Un front maghrébin contre un fléau aux lourdes retombées économiques
Réunis à Tunis pour le premier forum « Le tabagisme au Maghreb : débats autour d’un défi commun », les experts tunisiens, algériens et libyens ont tiré la sonnette d’alarme. Au-delà de l’enjeu sanitaire évident, la prévalence du tabagisme représente un gouffre financier pour les systèmes de protection sociale de la région. Pour endiguer cette trajectoire, le corps médical préconise une double approche : une fiscalité agressive via le relèvement des taxes sur le tabac et un renforcement drastique de la prévention primaire.
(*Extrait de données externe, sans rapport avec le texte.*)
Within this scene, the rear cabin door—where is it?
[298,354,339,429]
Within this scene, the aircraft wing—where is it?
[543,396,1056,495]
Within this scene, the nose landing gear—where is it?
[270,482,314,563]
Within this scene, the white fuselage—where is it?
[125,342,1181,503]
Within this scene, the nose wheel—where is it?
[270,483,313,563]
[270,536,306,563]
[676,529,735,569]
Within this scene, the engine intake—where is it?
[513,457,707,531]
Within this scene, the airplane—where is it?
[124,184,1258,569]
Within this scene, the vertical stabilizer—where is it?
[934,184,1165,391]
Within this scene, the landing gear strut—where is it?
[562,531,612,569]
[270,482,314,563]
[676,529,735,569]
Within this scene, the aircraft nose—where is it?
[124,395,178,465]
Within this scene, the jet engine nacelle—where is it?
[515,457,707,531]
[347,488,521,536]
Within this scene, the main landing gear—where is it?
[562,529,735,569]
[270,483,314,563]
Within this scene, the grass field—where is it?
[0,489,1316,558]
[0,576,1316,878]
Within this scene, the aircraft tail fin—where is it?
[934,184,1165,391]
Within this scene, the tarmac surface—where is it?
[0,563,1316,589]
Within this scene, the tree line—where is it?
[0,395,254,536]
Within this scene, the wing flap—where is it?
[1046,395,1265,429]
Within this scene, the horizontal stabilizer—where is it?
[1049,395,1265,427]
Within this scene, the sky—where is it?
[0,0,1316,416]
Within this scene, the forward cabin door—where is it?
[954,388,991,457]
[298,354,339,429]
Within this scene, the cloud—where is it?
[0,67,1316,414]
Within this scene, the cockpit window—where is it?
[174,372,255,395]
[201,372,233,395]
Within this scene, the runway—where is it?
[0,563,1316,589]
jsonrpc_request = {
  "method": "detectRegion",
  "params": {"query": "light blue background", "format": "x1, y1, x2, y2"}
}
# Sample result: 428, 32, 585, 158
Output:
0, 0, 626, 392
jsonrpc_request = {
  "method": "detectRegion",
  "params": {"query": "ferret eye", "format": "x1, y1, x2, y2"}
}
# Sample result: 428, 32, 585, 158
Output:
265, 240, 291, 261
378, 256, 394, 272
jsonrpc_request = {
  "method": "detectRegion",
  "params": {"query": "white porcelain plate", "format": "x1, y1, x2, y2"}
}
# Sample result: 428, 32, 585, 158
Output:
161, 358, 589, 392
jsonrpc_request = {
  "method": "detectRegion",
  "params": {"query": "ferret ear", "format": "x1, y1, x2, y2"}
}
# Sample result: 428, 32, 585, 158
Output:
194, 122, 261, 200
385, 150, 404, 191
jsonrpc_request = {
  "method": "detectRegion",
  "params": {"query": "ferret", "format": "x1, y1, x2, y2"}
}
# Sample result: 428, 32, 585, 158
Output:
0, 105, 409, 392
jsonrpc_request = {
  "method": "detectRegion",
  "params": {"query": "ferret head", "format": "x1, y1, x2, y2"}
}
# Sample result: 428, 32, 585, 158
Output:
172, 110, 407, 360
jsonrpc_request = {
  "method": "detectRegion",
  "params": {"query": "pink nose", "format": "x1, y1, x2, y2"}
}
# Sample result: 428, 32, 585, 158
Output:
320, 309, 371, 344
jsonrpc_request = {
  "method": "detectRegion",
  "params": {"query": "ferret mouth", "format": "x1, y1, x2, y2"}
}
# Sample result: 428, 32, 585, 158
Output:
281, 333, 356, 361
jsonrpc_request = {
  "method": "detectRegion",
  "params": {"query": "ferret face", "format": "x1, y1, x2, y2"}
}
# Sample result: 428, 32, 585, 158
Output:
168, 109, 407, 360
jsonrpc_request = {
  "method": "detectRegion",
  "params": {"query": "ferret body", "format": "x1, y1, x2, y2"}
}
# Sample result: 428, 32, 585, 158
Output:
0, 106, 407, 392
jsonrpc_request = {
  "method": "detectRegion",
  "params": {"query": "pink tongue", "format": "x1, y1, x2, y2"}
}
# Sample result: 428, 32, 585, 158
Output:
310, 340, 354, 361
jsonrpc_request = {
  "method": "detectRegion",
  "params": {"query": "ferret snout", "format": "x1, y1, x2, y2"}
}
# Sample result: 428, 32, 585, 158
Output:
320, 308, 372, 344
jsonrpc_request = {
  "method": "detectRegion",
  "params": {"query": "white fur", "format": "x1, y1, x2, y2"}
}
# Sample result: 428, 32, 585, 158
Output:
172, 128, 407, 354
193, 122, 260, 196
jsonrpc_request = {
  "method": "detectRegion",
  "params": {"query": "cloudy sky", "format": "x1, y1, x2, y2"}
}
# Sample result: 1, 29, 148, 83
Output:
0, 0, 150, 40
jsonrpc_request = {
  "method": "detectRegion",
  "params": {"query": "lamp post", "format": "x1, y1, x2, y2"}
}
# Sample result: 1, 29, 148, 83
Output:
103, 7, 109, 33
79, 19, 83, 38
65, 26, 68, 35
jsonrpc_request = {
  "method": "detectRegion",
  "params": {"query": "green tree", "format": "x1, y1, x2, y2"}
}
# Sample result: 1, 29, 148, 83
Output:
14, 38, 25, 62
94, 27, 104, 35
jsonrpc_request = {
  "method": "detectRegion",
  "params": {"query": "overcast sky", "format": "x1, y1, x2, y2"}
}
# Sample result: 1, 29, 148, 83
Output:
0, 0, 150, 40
En Algérie, le paradoxe demeure entier. Malgré un arsenal législatif robuste, le nombre de consommateurs ne fléchit pas. Selon les données nationales les plus récentes, 16,5 % de la population âgée de 18 à 70 ans fume activement. Ce phénomène, majoritairement masculin, s’infiltre désormais dans toutes les strates socio-professionnelles, des universités aux milieux hospitaliers, menaçant la productivité globale de l’économie nationale.
L’urgence d’endiguer le coût social du tabagisme précoce
La dynamique démographique du tabagisme en Algérie révèle une vulnérabilité critique chez les mineurs. Des cas d’initiation au tabac sont désormais enregistrés dès l’âge de 10 ans. Plus alarmant encore, un quart des adolescents de la tranche 11-19 ans déclare fumer. Ce renouvellement de la base de consommateurs par l’industrie du tabac hypothèque les gains de santé publique futurs et annonce une explosion des maladies chroniques d’ici les deux prochaines décennies.
A contrario, le milieu universitaire offre un motif d’optimisme et valide l’efficacité des investissements dans la communication ciblée. Les campagnes de sensibilisation y ont fait chuter la prévalence de 9 % en 2012 à 4,5 % en 2021. La preuve est faite : l’éducation sanitaire génère un retour sur investissement mesurable, à condition d’être soutenue dans le temps.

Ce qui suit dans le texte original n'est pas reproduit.